Adult Illness, Alzheimer's and Dementia, Elder Law, estate planning, General Interest
Could Medicaid Help Pay for Your In-Home Care? Part 2
By estate planning attorney Rick Law. Rick is founder of the Estate Planning Center at Law Elder Law in West Suburban Aurora, IL. LEL is a multi-generation law firm. In the last installment of my blog, you learned some of the basics of Medicaid in Illinois – and why you need to be informed about it even if you still have money! The Illinois Department on Aging’s Community Care Program helps seniors who might otherwise need nursing home care to remain at home by providing help that the senior may need. This includes help within the home, as well as in the community. This program allows qualifying seniors to keep their independence, while providing cost-effective alternatives to a nursing home. Some of the benefits of the Community Care Program include:
- In-Home Help is available to provide assistance with household tasks and personal care for older adults who are moderately impaired. It could be something as simple as uncapping medications and providing water, or even assisting with personal care, cleaning, doing laundry, preparing meals. Help with more complex tasks is also included, such as meal planning, shopping and arranging transportation.
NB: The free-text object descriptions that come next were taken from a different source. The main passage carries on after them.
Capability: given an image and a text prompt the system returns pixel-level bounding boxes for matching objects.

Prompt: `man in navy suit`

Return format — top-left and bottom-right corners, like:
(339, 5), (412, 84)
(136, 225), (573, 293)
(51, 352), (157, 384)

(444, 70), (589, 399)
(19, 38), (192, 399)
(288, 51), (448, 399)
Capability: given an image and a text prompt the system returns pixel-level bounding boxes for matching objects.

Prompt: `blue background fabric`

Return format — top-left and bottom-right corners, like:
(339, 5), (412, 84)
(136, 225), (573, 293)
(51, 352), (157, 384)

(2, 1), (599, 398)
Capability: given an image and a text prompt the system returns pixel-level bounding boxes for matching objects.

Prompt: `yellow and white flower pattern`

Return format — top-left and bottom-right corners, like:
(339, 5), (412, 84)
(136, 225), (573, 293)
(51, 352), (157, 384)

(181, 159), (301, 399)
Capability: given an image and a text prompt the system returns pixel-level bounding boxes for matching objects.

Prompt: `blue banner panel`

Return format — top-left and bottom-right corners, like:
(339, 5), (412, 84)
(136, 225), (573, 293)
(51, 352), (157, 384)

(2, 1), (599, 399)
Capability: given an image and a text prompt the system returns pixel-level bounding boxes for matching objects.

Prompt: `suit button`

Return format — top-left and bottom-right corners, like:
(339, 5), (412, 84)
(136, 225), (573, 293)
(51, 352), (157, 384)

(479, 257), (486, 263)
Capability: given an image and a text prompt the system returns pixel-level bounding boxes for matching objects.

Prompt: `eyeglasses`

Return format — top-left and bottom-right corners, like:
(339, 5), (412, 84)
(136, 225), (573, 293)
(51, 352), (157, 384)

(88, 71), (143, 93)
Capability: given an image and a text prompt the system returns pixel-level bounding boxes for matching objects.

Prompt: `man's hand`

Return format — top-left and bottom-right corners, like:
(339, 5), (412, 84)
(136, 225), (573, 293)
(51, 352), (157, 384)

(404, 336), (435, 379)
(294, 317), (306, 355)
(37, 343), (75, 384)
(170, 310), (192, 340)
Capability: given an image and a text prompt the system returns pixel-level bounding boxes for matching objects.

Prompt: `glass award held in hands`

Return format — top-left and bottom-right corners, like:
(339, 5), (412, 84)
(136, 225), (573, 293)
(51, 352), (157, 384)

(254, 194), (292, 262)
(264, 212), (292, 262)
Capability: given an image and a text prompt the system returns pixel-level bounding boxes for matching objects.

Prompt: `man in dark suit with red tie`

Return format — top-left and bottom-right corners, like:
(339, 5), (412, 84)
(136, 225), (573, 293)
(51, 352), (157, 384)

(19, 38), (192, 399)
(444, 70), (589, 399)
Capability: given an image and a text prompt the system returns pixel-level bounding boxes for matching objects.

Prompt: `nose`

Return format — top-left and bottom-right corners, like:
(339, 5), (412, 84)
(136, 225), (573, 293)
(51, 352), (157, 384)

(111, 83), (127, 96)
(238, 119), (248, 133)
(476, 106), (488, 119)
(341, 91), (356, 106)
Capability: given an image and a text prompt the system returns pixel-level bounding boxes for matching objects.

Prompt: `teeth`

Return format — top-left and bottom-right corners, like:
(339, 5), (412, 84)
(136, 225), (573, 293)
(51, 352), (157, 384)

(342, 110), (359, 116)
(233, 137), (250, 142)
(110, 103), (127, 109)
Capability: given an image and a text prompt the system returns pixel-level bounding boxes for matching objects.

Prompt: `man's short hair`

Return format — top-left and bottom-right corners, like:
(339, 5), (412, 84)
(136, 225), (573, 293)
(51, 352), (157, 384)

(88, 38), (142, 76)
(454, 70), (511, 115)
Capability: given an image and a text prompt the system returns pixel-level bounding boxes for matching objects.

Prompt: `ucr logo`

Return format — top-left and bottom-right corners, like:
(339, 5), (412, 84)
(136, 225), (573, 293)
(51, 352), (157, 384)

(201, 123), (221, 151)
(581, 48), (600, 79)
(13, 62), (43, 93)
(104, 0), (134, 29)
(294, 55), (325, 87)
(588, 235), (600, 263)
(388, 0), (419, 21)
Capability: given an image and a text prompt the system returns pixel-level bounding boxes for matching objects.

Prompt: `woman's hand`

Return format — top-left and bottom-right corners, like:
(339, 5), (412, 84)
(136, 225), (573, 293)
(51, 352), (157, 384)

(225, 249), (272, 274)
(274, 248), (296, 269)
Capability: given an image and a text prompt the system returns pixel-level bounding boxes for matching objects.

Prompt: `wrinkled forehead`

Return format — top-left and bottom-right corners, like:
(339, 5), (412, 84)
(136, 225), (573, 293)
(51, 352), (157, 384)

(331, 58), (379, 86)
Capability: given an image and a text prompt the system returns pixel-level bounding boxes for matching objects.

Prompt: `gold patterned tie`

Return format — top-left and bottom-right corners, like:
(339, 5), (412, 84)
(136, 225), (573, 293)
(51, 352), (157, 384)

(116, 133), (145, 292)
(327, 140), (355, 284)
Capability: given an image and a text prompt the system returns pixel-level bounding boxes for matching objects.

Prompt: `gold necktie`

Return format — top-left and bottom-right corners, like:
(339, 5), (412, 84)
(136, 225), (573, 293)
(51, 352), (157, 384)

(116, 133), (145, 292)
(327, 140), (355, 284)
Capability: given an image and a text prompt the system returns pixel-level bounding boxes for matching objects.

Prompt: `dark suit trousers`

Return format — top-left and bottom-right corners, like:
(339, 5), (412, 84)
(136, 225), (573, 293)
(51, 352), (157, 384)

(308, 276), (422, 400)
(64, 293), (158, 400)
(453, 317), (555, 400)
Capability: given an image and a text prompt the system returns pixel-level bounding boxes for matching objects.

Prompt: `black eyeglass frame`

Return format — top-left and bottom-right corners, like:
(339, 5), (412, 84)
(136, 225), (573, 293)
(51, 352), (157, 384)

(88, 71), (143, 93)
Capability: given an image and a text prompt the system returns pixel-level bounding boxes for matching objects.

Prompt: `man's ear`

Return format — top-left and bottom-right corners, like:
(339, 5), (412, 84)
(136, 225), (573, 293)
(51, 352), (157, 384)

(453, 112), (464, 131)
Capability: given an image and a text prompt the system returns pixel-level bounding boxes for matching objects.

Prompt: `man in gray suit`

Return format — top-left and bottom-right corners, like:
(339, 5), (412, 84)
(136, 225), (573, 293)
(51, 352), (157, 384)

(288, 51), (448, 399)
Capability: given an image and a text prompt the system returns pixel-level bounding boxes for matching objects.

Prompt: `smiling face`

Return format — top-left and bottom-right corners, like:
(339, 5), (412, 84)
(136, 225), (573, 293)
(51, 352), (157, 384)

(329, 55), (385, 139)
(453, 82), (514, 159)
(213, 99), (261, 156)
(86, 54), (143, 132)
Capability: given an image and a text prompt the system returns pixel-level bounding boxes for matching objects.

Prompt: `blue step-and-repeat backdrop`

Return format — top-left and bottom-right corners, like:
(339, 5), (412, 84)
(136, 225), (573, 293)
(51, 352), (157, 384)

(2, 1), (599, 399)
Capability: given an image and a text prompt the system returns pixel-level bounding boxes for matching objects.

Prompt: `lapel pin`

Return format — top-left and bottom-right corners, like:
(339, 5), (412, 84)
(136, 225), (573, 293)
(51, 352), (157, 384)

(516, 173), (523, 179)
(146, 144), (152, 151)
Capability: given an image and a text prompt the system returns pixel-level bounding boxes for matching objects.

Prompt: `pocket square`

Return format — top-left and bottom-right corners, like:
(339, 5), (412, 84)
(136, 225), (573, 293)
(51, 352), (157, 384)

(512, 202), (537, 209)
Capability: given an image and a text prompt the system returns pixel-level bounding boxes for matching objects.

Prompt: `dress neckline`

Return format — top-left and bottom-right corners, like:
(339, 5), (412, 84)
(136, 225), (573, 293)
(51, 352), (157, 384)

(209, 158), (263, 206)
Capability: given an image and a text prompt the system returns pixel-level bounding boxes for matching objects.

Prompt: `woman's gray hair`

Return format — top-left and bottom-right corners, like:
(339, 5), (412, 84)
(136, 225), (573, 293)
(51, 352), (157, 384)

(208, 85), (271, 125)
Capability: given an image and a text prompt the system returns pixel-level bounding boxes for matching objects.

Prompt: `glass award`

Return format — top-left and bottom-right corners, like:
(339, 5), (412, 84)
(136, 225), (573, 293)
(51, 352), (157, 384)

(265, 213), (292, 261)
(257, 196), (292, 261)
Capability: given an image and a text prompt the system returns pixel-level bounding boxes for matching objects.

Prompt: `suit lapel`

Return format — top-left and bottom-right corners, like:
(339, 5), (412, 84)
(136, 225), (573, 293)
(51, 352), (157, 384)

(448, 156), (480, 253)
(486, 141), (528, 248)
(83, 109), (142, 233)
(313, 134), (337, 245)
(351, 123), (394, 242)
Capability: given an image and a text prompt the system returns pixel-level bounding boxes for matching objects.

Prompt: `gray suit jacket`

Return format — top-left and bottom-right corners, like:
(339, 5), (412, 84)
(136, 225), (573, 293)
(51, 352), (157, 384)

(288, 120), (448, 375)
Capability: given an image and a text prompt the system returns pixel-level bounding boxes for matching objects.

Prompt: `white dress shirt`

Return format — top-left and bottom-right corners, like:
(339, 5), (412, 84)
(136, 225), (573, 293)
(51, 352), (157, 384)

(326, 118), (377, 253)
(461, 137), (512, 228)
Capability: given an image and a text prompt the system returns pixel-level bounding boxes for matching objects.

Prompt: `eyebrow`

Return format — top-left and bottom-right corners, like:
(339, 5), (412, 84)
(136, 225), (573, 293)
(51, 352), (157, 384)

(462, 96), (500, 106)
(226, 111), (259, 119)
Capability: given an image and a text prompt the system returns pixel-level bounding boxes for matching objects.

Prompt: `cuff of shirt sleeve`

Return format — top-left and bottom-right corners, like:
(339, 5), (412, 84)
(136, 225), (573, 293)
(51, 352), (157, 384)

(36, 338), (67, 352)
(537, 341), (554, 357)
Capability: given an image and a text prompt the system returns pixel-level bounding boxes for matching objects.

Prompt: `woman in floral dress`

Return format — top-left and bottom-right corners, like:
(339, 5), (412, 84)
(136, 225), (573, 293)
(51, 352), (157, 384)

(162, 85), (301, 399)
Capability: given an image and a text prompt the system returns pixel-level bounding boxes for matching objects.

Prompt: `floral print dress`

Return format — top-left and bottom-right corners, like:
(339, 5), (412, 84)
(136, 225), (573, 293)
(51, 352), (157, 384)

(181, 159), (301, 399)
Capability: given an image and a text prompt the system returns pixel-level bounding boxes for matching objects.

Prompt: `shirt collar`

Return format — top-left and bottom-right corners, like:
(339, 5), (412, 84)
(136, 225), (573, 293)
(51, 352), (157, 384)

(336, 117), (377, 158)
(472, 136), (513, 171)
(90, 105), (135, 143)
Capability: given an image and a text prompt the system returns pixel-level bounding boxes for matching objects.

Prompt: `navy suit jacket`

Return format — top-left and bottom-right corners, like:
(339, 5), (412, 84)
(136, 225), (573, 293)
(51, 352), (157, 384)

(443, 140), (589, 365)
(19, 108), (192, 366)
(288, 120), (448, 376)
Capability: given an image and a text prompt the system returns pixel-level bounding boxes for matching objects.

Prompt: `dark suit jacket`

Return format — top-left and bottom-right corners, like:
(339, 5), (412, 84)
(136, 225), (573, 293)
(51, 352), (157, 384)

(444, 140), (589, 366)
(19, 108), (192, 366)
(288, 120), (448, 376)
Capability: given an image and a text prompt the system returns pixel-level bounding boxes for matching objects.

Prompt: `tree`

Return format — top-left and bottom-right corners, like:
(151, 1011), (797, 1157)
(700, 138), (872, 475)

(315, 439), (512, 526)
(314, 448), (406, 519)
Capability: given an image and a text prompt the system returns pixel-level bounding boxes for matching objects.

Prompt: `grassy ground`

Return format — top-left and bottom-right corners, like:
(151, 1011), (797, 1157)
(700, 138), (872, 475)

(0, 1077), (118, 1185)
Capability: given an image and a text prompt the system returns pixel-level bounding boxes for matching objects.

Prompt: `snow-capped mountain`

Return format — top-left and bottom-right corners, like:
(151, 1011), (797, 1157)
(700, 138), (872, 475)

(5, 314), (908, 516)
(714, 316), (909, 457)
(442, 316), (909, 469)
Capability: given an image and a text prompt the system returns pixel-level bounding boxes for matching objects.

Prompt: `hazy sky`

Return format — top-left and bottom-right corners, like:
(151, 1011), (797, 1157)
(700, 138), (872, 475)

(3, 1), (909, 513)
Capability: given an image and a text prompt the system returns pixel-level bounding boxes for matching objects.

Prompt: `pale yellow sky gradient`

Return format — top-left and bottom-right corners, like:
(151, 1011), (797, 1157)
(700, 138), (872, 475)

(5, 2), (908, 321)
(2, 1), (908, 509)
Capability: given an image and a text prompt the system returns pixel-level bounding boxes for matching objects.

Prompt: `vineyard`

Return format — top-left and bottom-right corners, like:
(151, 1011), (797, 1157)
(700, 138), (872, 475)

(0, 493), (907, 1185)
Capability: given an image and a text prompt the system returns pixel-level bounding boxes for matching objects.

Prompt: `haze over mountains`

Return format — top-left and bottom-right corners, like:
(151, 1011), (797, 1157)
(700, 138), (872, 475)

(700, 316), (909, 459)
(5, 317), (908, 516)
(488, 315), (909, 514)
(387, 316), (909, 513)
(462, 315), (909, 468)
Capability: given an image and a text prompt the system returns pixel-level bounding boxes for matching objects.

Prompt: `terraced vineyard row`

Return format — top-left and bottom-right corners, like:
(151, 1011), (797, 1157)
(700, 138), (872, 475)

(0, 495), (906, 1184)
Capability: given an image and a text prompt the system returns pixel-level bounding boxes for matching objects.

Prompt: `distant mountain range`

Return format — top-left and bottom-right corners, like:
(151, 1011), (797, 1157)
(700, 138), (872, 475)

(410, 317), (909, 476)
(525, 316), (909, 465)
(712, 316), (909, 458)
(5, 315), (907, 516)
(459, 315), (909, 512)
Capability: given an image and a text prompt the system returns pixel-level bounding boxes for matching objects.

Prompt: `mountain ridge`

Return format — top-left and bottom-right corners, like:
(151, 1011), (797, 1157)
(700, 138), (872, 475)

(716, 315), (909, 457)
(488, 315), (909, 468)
- Emergency Home Response Service provides the senior with a signaling device for 24-hour emergency coverage. That way, if help is needed (such as a fall or a fire), the senior can easily alert the authorities and get fast help.
- Adult Day Services offer older adults the opportunity to interact with other people in a safe, supervised setting outside the home. Snacks and a noon meal are provided, and participants may enjoy everything from arts and crafts to card games. Counseling and physical therapy with trained professionals are also available in some centers. Adult day service centers can greatly help caregiving family members who may need a few hours to themselves, or who work outside the home during the day. In many adult day service centers funded by the Illinois Department on Aging, specialized programs are available for seniors with memory problems such as Alzheimer’s or dementia.